Mais le vieux Danois était têtu, il secoua la tête et se concentra sur sa barre comme si Malko n’existait pas. Celui-ci repartit vers l’avant et tapa sur l’épaule de Krisantem. Le Turc tourna vers Malko un visage décomposé et verdâtre.

— Il faudrait que le Danois accepte de se mettre en travers de la route du Ragona. Il refuse. Il faudrait le convaincre.

Krisantem eut un hoquet désespéré, et se réaffala sur la rambarde.

— Je ne peux pas, murmura-t-il piteusement. Ça ne va pas.

Si les valeurs les plus sûres s’effondraient… Malko repartit pour la dunette, décidé à recourir aux grands moyens. Le temps d’ouvrir l’enveloppe aux dollars et il brandissait cinq billets de cent dollars sous le nez du Danois.

— S’il arrive quoi que ce soit, je vous paie votre bateau, promit-il.

Il faut dire à la décharge du Danois qu’il n’hésita qu’une demi-seconde. Empochant les billets, il donna un violent coup de barre à tribord. Il était temps.

Déjà, dans le lointain, Malko apercevait la tache jaune du bateau pilote près duquel les autres devaient attendre…

Le chalutier commença à se rapprocher du Ragona.

Cette fois, il y eut une réaction. Le capitaine du minéralier brandit un poing furieux dans sa direction.

Une brusque secousse faillit jeter Malko à la mer. Le petit chalutier tanguait comme un bateau-lavoir pris dans une tornade tropicale.

Le grondement du moteur augmenta.

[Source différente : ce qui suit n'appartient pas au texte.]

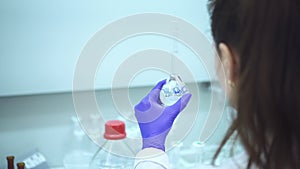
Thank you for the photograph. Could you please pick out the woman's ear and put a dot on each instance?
(229, 61)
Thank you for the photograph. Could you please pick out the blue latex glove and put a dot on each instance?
(155, 120)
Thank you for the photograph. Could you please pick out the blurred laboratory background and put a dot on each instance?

Centimètre par centimètre, il commença à remonter le gros minéralier.

Malko regardait, assez inquiet, le chalutier s’approcher dangereusement de la coque énorme… Il s’agissait de stopper le Ragona, pas de se faire écrabouiller…

Il leur fallut près de cinq minutes pour dépasser d’une dizaine de mètres l’avant du minéralier. Alors, lentement, le Danois commença à se rabattre, tout en donnant des petits coups de sirène. C’était quitte ou double. Si le capitaine du minéralier faisait la sourde oreille, il les coupait en deux sans même s’en apercevoir. Derrière eux, la proue du Ragona s’élevait menaçante comme un éperon…

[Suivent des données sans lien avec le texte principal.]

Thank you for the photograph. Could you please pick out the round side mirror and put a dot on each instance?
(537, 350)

Très lentement, l’oncle commença à réduire sa vitesse. Plusieurs têtes se penchèrent à la lisse, hurlant des injures emportées par le vent. L’étrave n’était plus qu’à quelques mètres du chalutier. Malko en avait des sueurs froides. Le minéralier ne pouvait pas grand-chose contre cette tactique car le chalutier était beaucoup plus maniable que lui. C’était leur meilleur atout.